Ceph: Cloud Storage without compromise

Hello, dear readers!

Modern clouds used for hosting purposes raise the bar for storage infrastructure requirements high. In order for a client to receive a quality service, a variety of properties must be inherent in the storage system:

high storage reliability
high availability of data, i.e. minimal downtime during accidents
high access speed and minimal delays
low storage cost
various application features: cloning, snapshots, etc.

Neither RAID-arrays, nor "iron" storage systems are able to solve all the listed tasks simultaneously. That is why Software-defined storage is becoming increasingly common in the hosting industry. One of the brightest representatives of SDS is a distributed repository called Ceph.

We decided to tell about this wonderful product, which is used in CERN , 2GIS , Mail.ru and in our cloud hosting .

What is Ceph?

Ceph is a fault-tolerant distributed data storage operating over TCP. One of the basic properties of Ceph is scalability to petabyte sizes. Ceph provides a choice of three different abstractions for working with storage: an abstraction of object storage (RADOS Gateway), a block device (RADOS Block Device) or a POSIX-compatible file system (CephFS).
')

Object Storage Abstraction

The object storage abstraction (RADOS Gateway, or RGW) together with the FastCGI server allows using Ceph to store user objects and provides an API that is compatible with S3 / Swift. Habré already had an article on how to quickly configure Ceph and RGW. In the object storage mode, Ceph has long been successfully used in production by a number of companies.

Block device abstraction

The abstraction of a block device (originally RADOS Block Device, or RBD) allows the user to create and use virtual block devices of arbitrary size. The RBD software interface allows you to work with these devices in read / write mode and perform service operations — resizing, cloning, creating and returning to a snapshot, etc.

The QEMU hypervisor contains a driver for working with Ceph and provides virtual machines with access to RBD block devices. Therefore, Ceph is now supported in all popular cloud orchestration solutions - OpenStack, CloudStack, ProxMox. RBD is also ready for industrial use.

Abstraction of a POSIX-compatible file system

CephFS is a POSIX-compatible file system that uses Ceph as storage. Despite the fact that CephFS is not production-ready and does not yet have a significant industrial application, here on Habré there is already an instruction for setting it up .

Terminology

Below are the main entities of Ceph.

Metadata server (MDS) is an auxiliary daemon to ensure the synchronous state of files at CephFS mount points. The active copy + reserves scheme works, and there is only one active copy within the cluster.

Mon (Monitor) is an element of Ceph infrastructure that provides data addressing within the cluster and stores information about the topology, state and distribution of data within the repository. A client wishing to access a rbd block device or a file on a mounted cephfs receives from the monitor the name and position of the rbd header, a special object that describes the position of other objects related to the requested abstraction (block device or file) and then communicates with all the OSDs involved in file storage.

Object (Object) - a block of data of a fixed size (4 MB by default). All information stored in Ceph is quantized by such blocks. To avoid confusion, we emphasize that these are not user objects from Object Storage, but objects used for the internal presentation of data in Ceph.

OSD (object storage daemon) is an entity that is responsible for storing data, the main building block of a Ceph cluster. Multiple OSDs can be located on one physical server, each of which has a separate physical data storage.

An OSD map (OSD Map) is a map that associates to each placement group a set of one Primary OSD and one or more Replica OSD. The distribution of placement groups (PG) across the OSD storage nodes is described by an osdmap map slice, which shows the positions of all PGs and their replicas. Each change in the location of the PG in the cluster is accompanied by the release of a new OSD card, which is distributed to all participants.
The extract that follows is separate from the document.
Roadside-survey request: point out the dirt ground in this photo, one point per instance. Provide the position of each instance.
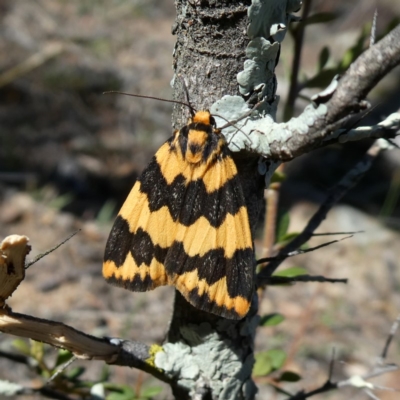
(68, 156)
A Placement Group (PG) is a logical group that unites a variety of objects, designed to simplify addressing and synchronization of objects. Each object is only in one placement group. The number of objects participating in the placement group is not regulated and may vary.

Primary OSD - The OSD selected as the Primary for this placement group. Client IO is always served by the OSD, which is Primary for the placement of the group in which the client is interested in a data block (object). Asynchronous Primary OSD replicates all data to Replica OSD.
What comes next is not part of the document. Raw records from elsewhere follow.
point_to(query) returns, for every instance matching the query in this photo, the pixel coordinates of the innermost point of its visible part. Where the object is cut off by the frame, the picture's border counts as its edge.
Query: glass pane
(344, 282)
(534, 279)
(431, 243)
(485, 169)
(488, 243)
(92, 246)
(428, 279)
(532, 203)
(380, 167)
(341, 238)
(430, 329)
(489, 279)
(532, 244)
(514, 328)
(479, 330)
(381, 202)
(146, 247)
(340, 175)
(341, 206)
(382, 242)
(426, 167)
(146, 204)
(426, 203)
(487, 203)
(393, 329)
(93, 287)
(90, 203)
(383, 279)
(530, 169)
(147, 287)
RADOS Gateway (RGW) is an auxiliary daemon acting as a proxy for the supported object storage APIs. It supports geographically separated installations (for different pools, or, in Swift view, regions) and active-backup mode within the same pool.

Replica OSD (Secondary) - OSD, which is not Primary for this placement group and is used for replication. The client never communicates with them directly.

Replication factor (RF) - data storage redundancy. The replication factor is an integer and shows how many copies of the same object a cluster stores.

Ceph architecture

The main types of daemons in Ceph are two - monitors (MON) and storage-nodes (OSD). RGW and MDS daemons do not participate in data distribution, being ancillary services. Monitors are combined into a quorum and communicate over a PAXOS-like protocol. Actually, the cluster is operational as long as the majority of participants of the configured quorum remains in it, that is, in a split-brain situation in the middle and an even number of participants, only one part will survive, because the previous elections in PAXOS automatically reduced the number of active participants to an odd number . If most of the quorum is lost, the cluster is “frozen” for any operations, preventing possible discrepancy of the recorded or read data until the minimum quorum is restored.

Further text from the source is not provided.